Brenda is also the nurse lead on the implementation of a core screener tool to assess social risk and needs among our patients and families, implemented by a hospital-wide Social Determinants of Health (SDOH) screening taskforce. The SDOH taskforce promotes screening standardization with the goal of improving needs such as caregiver education, food security, financial resources, caregiver health, housing, firearm storage safety, and transportation. A6NS was the first inpatient unit to test and go live with an electronic screening tool automatically delivered to each patient’s MyChart Bedside account upon admission and activation. This project was a collaboration with Kenna Sheak, MD, Hospital Medicine, and Anita Shah, DO, MPH, Hospital Medicine. She is also working on additional screenings for mental health with DeAnna Hawkins, DNP, RN, assistant vice president, Patient Services; Mona Mansour, MD, MS, associate division director, Population Health; and Mary Greiner, MD, MS, medical director, CHECK Foster Care.
She is quick to credit her partners. “In some ways, I don’t feel like I should take credit for some of this. I was just in the right place at the right time and said ‘Yes, I will help you do that.’”
Team Support
She also understands that when we take care of each other, we take better care of our patients and families. Around five years ago she created a “tap out” basket for her unit. The basket contains coloring sheets, aromatherapy, stress relieving squeeze balls and candy, and is used when someone on the unit is having a rough or bad day. Someone from the team taps the staff member out, getting a safe hand off, and takes over their assignment for 15 minutes, allowing them to take a break and rejuvenate themselves.
“I was recognizing that sometimes some shifts are really hard,” she said. “And people feel like they can’t say, ‘I need a break.’ And they should be able to say that. Sometimes I think it's better for them and the patient and family if they take that break.”

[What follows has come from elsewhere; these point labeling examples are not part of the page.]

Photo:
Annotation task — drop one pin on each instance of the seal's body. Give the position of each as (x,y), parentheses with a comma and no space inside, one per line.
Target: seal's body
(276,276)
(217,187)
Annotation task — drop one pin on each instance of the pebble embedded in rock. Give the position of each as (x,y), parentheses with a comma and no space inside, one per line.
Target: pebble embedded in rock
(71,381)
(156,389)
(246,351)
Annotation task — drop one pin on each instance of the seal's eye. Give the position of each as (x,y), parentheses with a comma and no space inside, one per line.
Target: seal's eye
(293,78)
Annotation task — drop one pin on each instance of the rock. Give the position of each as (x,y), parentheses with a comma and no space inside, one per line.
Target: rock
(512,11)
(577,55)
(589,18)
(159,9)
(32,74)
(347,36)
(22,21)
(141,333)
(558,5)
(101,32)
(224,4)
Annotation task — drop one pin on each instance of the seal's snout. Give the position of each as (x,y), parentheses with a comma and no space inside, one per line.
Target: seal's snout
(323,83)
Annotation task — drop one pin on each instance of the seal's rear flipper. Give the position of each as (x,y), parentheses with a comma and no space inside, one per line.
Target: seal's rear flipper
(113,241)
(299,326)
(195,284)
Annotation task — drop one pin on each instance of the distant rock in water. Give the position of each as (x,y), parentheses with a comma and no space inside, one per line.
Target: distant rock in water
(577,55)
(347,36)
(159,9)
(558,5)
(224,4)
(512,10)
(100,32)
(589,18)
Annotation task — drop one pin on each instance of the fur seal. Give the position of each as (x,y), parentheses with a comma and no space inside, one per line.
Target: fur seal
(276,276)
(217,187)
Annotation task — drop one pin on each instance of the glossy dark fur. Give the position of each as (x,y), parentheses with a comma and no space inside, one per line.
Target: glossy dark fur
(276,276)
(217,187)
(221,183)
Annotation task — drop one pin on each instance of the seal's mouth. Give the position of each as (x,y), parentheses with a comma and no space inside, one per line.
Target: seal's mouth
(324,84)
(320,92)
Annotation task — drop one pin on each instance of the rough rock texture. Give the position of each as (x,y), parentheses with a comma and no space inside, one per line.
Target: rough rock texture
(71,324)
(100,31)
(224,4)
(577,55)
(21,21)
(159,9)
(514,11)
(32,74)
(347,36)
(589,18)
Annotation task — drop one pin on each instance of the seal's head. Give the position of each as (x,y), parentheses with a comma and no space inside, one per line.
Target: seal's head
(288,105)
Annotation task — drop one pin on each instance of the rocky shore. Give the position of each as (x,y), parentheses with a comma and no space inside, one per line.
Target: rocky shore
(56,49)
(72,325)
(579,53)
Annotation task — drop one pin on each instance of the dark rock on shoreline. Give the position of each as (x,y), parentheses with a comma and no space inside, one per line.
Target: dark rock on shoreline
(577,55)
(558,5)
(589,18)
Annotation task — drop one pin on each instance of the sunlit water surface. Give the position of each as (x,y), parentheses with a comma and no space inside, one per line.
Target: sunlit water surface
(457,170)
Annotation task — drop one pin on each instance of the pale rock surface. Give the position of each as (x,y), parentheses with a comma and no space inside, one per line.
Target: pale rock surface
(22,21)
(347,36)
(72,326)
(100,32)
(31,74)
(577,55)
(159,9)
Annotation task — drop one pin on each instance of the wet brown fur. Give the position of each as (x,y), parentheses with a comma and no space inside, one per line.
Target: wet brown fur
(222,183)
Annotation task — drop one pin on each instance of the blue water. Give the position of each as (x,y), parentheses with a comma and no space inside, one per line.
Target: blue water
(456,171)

She is currently working with her chaplain to offer monthly “wellness debriefs,” sessions for clinical staff to chat with each other, their resident chaplain Patrick Duffy and a SpringHealth counselor, without the presence of management. Brenda updates Patrick beforehand of the events that have happened on the unit within the last month, such as a patient death or staff celebration, to give them some background on the vibe of the unit.
“I just think that if we can connect as human beings that we make a better work environment,” Brenda said. “So I’ve always been very passionate about retention activities and providing opportunities for people to connect.”
When asked what she herself does to “tap out,” she explained that she is cared for each day by her team. Brenda’s dedication to them came back to her in manifold expressions of support in her own time of need when her husband passed unexpectedly from COVID-19 two years ago.
“I cannot tell you how amazing the staff was. They rallied around me,” she said. “I would just walk in, and some days, there’d be something on my desk or something on this table, and it was just amazing. I honestly get taken care of every day when I come in here, because they’re so amazing.
“And I don't take it for granted. Because I don’t think everybody works in an environment like that.”